Using the previous dummy example and without bucket batching, the proportion of tokens thrown away due to cutting to min size in a batch is $\pm$ 77%. With bucket batching as above, this figure becomes $\pm$ 1.39%.

Note that the number of made partitions has an impact on this figure. Increasing the partition number makes mini-batch construction more random, but each subset is smaller. The smaller size of each subset makes it so that it is harder to create batches wherein all samples have similar sequence lengths. Hence, it is crucial to balance the number of partitions with training dataset size.

Many problem settings allow the remaining data-token loss to be made as inconsequential as possible. For example, with many data modalities, one can meaningfully sort the tokens in a sample such that the least-important tokens are last in the input set. Consider scRNA-seq, where one might only input non-zero counts into the model, such as in scGPT^[4]. If one sorts gene inputs by its count value, only the very-lowly expressed genes are thrown away. For mass spectral data, we can construct a similar rationale, throwing away the lowest intensity peaks in a spectrum. For protein/RNA/DNA/SMILES sequences, I see two choices: either (1) similarly cutting off the ends, or (2) taking a random crop.
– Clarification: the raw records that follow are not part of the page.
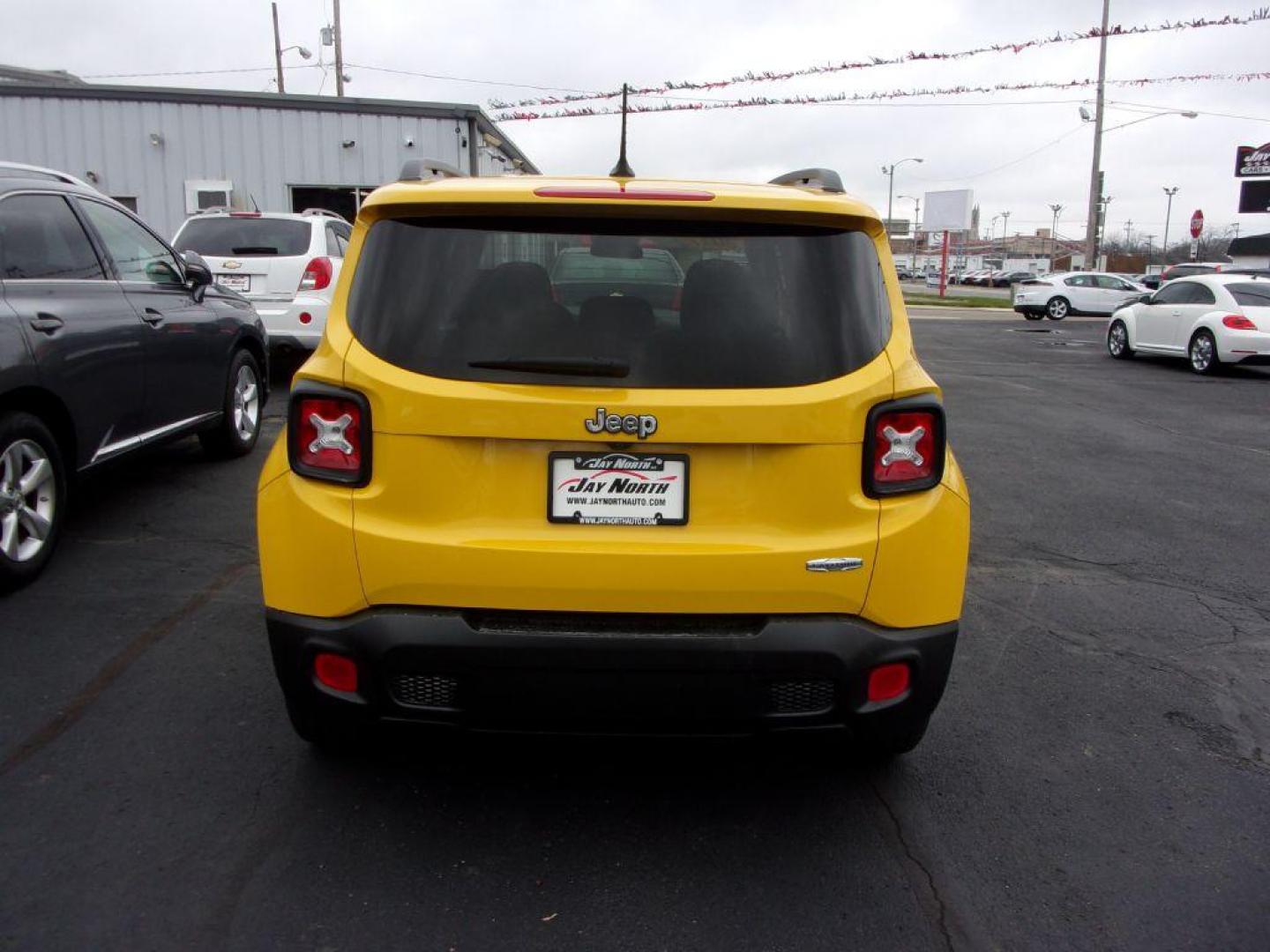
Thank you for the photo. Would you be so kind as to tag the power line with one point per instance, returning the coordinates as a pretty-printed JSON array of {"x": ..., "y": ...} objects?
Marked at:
[
  {"x": 465, "y": 79},
  {"x": 1258, "y": 16},
  {"x": 851, "y": 98}
]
Using this framework, every batch has the same number of tokens, relinquishing the need for masking tokens. Hence, it is possible to use “vanilla” FlashAttention operation again.

A PyPI package #

If you want to use the concepts I’ve laid out here for yourself, I have deposited a more fleshed-out version of the code on GitHub. Additionally, the code is distributed on PyPI as a (hopefully) easy to use package:

pip install cut2min-bucket

References and footnotes

Dao, Tri, et al. “Flashattention: Fast and memory-efficient exact attention with io-awareness.” Advances in Neural Information Processing Systems 35 (2022): 16344-16359. ↩︎

To reproduce the flash_attn_varlen_func forward speed benchmark, using torch 2.4.0 and flash-attn 2.6.3, run in an IPython Notebook:

SEQLEN = 512
import torch
import torch.nn.functional as F
from flash_attn import flash_attn_func, flash_attn_varlen_func

def modified_forward_default(q,k,v, mask=None, causal=False):
    return flash_attn_func(q,k,v)

def modified_forward_varlen(q,k,v, mask=None, causal=False):
    bsz, seqlen, nh, h = q.shape
    q = q.view(-1, nh, h)
    k = k.view(-1, nh, h)
    v = v.view(-1, nh, h)
    seqlens = torch.arange(bsz+1) * seqlen
    seqlens_pert = seqlens + F.pad(torch.tensor([-1, 1]).repeat(bsz//2).cumsum(0), (1,0))
    # we periodically assign 1 tokens more or less from and to each sequence
    # this makes `flash_attn_varlen_func` handle the input as variable length
    # otherwise, it shortcuts to default flash attention
    cu_seqlens_q = cu_seqlens_k = seqlens_pert.to(q.device).to(torch.int32)
    max_seqlen_q = max_seqlen_k = seqlen+2
    return flash_attn_varlen_func(q,k,v, cu_seqlens_q, cu_seqlens_k, max_seqlen_q, max_seqlen_k).view(bsz, seqlen, nh, h)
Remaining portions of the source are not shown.